The National Malaria Center on Nov 22 released its malaria report for the first nine months of this year. In comparison to the first nine months of 2002, the report noted that malaria cases decreased slightly this year.
Between January and September 2002, 77,437 cases were reported, while 76,912 have been reported in the first nine months of this year. Malaria deaths for the first nine months of the last two years have remained almost level, with 275 deaths in 2002 and 281 deaths in 2003.
Reported cases decreased significantly during the August and September malarial high season this year, compared with the same two months last year. However, reported malaria cases increased by a substantial margin between January and June, the low season, this year from those months in 2002.

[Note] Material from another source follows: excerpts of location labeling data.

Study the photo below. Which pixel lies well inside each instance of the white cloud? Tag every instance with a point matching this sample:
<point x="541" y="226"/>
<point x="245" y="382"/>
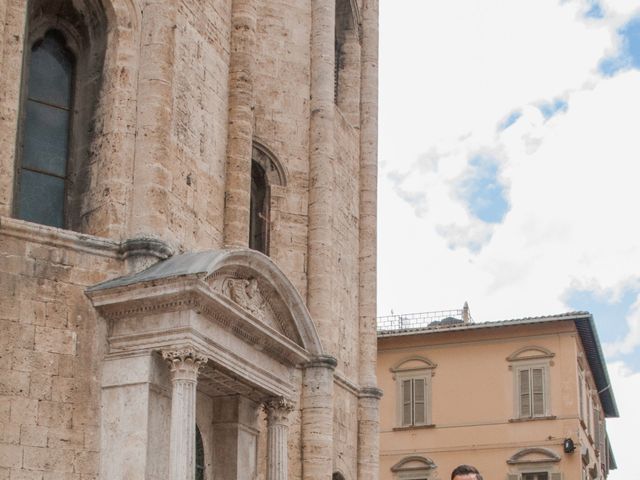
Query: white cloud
<point x="451" y="72"/>
<point x="623" y="430"/>
<point x="632" y="340"/>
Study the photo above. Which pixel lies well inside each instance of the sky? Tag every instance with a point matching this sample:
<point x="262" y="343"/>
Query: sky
<point x="510" y="168"/>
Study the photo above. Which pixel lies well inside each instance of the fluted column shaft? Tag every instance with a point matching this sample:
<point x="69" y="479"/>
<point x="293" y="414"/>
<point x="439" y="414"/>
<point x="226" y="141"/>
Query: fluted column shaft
<point x="184" y="365"/>
<point x="240" y="136"/>
<point x="321" y="158"/>
<point x="278" y="410"/>
<point x="317" y="419"/>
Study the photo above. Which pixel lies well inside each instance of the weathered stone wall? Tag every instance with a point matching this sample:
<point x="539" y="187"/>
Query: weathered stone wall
<point x="157" y="165"/>
<point x="51" y="344"/>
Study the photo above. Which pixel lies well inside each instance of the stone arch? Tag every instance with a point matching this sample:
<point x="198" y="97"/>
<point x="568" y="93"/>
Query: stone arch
<point x="530" y="352"/>
<point x="534" y="455"/>
<point x="84" y="27"/>
<point x="415" y="362"/>
<point x="264" y="156"/>
<point x="414" y="463"/>
<point x="243" y="283"/>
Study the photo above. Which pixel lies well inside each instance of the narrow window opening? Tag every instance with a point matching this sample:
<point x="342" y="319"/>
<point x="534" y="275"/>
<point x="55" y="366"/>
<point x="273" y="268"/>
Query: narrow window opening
<point x="199" y="456"/>
<point x="259" y="210"/>
<point x="47" y="112"/>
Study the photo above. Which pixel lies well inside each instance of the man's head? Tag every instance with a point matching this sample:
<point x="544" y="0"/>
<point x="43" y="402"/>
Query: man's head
<point x="465" y="472"/>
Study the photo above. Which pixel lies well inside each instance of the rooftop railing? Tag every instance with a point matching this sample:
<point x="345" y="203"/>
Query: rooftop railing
<point x="423" y="320"/>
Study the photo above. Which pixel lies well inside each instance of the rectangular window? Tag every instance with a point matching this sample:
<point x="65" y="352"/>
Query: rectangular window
<point x="535" y="476"/>
<point x="531" y="390"/>
<point x="414" y="402"/>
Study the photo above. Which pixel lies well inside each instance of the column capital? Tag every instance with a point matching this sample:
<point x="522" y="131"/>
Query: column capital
<point x="278" y="409"/>
<point x="184" y="363"/>
<point x="322" y="361"/>
<point x="370" y="392"/>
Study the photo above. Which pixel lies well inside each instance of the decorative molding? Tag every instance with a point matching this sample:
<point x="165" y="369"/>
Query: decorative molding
<point x="424" y="364"/>
<point x="371" y="392"/>
<point x="322" y="361"/>
<point x="278" y="409"/>
<point x="59" y="238"/>
<point x="145" y="246"/>
<point x="537" y="353"/>
<point x="184" y="363"/>
<point x="548" y="456"/>
<point x="419" y="464"/>
<point x="275" y="171"/>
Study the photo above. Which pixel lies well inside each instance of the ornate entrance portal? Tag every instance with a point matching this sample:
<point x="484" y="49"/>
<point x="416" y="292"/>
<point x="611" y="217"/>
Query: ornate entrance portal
<point x="207" y="338"/>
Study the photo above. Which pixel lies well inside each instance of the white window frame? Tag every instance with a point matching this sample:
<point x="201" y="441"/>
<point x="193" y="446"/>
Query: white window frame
<point x="412" y="369"/>
<point x="528" y="358"/>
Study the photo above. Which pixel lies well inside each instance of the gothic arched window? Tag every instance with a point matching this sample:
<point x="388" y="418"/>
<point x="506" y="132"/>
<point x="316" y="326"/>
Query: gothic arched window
<point x="47" y="111"/>
<point x="66" y="44"/>
<point x="199" y="456"/>
<point x="259" y="214"/>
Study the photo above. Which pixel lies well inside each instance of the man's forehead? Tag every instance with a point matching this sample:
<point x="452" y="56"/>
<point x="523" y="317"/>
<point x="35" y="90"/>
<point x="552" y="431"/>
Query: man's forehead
<point x="466" y="476"/>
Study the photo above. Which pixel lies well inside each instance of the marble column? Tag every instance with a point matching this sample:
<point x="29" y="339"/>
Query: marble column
<point x="278" y="410"/>
<point x="184" y="365"/>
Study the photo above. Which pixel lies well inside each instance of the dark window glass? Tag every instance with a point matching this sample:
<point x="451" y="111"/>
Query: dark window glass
<point x="199" y="456"/>
<point x="259" y="213"/>
<point x="41" y="198"/>
<point x="45" y="135"/>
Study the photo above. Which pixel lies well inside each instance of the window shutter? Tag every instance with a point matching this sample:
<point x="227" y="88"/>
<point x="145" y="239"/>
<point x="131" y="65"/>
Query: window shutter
<point x="537" y="387"/>
<point x="524" y="393"/>
<point x="581" y="397"/>
<point x="420" y="412"/>
<point x="406" y="402"/>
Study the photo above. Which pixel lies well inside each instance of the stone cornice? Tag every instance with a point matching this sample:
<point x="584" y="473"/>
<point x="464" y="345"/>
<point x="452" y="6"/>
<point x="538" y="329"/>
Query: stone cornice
<point x="58" y="237"/>
<point x="191" y="294"/>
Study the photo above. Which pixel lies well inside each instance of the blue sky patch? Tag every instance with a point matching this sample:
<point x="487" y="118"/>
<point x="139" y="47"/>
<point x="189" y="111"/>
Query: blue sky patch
<point x="609" y="314"/>
<point x="595" y="11"/>
<point x="510" y="120"/>
<point x="549" y="109"/>
<point x="628" y="55"/>
<point x="482" y="192"/>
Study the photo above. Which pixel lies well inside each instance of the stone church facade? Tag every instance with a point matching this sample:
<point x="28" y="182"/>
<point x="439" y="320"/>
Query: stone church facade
<point x="188" y="239"/>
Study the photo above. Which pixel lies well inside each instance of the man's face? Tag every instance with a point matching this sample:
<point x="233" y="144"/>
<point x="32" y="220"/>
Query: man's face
<point x="466" y="476"/>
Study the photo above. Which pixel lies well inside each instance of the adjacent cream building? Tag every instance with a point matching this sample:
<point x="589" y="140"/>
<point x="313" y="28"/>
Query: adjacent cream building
<point x="520" y="399"/>
<point x="188" y="239"/>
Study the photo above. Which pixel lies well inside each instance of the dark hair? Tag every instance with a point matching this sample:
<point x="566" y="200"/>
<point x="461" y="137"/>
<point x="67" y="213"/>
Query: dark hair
<point x="465" y="470"/>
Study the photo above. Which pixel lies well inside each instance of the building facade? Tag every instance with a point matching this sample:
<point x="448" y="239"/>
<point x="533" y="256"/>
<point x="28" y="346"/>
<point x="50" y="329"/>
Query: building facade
<point x="519" y="399"/>
<point x="188" y="239"/>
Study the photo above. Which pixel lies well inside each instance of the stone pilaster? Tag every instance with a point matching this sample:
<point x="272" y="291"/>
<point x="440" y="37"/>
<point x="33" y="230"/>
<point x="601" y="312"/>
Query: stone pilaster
<point x="368" y="433"/>
<point x="317" y="419"/>
<point x="278" y="410"/>
<point x="321" y="159"/>
<point x="184" y="365"/>
<point x="240" y="137"/>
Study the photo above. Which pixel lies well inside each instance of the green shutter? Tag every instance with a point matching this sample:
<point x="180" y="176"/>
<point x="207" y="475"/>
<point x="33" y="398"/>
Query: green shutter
<point x="419" y="405"/>
<point x="406" y="403"/>
<point x="525" y="393"/>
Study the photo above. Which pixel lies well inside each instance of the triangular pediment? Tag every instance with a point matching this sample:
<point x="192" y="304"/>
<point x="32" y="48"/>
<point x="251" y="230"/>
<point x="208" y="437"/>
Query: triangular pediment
<point x="241" y="289"/>
<point x="534" y="455"/>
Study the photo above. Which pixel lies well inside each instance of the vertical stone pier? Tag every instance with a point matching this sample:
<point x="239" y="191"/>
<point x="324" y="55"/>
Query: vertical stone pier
<point x="278" y="410"/>
<point x="317" y="418"/>
<point x="184" y="365"/>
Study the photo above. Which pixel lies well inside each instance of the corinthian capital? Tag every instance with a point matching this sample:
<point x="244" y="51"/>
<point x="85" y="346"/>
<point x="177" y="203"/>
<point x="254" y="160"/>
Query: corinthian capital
<point x="278" y="409"/>
<point x="184" y="363"/>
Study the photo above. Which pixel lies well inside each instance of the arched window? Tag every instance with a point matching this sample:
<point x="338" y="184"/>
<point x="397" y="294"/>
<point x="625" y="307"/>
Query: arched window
<point x="259" y="216"/>
<point x="199" y="456"/>
<point x="47" y="115"/>
<point x="267" y="178"/>
<point x="66" y="45"/>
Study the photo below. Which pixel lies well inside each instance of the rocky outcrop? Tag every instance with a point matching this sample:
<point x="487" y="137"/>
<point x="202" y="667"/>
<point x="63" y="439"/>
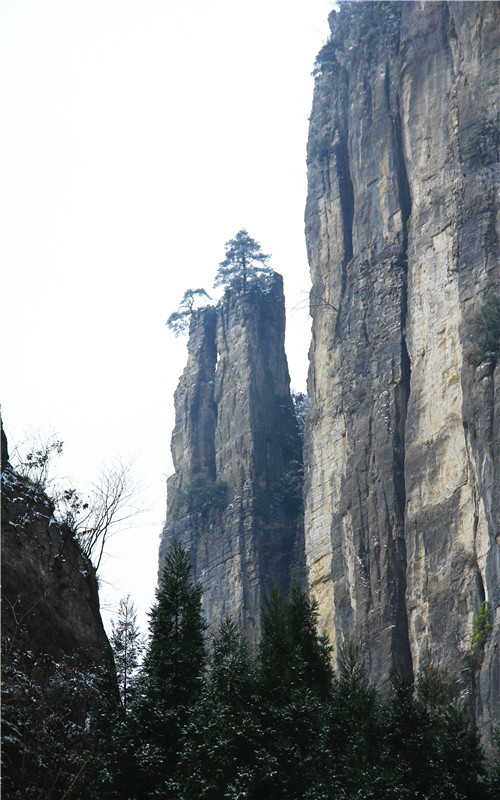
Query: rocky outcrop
<point x="50" y="603"/>
<point x="402" y="446"/>
<point x="234" y="500"/>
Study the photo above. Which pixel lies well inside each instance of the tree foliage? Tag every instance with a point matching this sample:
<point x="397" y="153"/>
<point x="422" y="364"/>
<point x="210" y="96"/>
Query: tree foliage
<point x="178" y="322"/>
<point x="244" y="264"/>
<point x="232" y="725"/>
<point x="126" y="642"/>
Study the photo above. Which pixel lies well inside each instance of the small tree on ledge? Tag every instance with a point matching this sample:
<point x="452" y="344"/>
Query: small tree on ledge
<point x="178" y="322"/>
<point x="244" y="264"/>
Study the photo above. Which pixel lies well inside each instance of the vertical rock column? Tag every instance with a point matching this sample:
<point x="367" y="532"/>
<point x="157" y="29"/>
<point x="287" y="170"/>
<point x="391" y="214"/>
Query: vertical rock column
<point x="402" y="223"/>
<point x="449" y="98"/>
<point x="243" y="546"/>
<point x="356" y="218"/>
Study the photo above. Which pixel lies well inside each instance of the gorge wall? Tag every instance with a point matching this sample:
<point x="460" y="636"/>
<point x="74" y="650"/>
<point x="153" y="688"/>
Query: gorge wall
<point x="234" y="500"/>
<point x="403" y="441"/>
<point x="50" y="602"/>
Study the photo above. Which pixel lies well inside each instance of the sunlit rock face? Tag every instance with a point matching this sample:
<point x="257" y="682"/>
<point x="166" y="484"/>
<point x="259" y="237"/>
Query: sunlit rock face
<point x="403" y="441"/>
<point x="50" y="602"/>
<point x="236" y="449"/>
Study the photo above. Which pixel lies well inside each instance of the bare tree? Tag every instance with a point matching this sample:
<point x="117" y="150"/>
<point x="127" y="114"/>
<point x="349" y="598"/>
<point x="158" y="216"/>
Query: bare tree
<point x="33" y="458"/>
<point x="109" y="505"/>
<point x="93" y="516"/>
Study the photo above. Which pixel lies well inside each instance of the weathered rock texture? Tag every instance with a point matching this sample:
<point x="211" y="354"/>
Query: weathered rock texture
<point x="50" y="602"/>
<point x="403" y="444"/>
<point x="236" y="427"/>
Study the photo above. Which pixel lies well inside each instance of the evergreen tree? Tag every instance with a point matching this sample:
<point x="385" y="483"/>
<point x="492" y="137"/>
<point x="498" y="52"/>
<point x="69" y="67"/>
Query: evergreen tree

Dr Kim Yadany, a medical officer for the World Health Organization who works with the National Malaria Center, said the number of cases may have increased in the first six months of this year, compared to the same period in 2002, because of a shortage of insecticide.
Kim Yadany was impressed with the decrease in malaria cases during August and September but said that the National Malaria Center’s report was by no means conclusive for the total number of malaria cases in Cambodia.
“Only about 20 percent of all malaria cases are represented by these statistics,” she said. “The data was taken from public sector health centers, referral hospitals—places that the government can monitor.”
According to research by the WHO and the National Malaria Center, most malaria cases are treated by the private sector—traditional village healers, drug vendors, and other avenues of treatment.
“We are seeing positive results in local villages outside the access of the larger health centers,” Kim Yadany said. “We deal with people who are so poor that they refuse to go to the health center because it costs too much. Our main goal is to reach the people who need help the most.”
The number of reported malaria cases can also increase because of a more comprehensive reporting system.
“When areas that were not reporting, such as areas that were under the control of the Khmer Rouge, all started reporting, it caused increased numbers of reported malaria cases,” Kim Yadany said.
“Provinces began to report their malaria cases because they realized if they reported them, they could get more mosquito nets and other resources,” she said.
It is not possible for the National Malaria Center to accurately record all the malaria cases treated by the private sector, which is by far the treatment most often sought, Kim Yadany added.
“The malaria data from the National Malaria Center is still the best information available,” she said, adding one caveat: “But it shows only the tip of the iceberg.”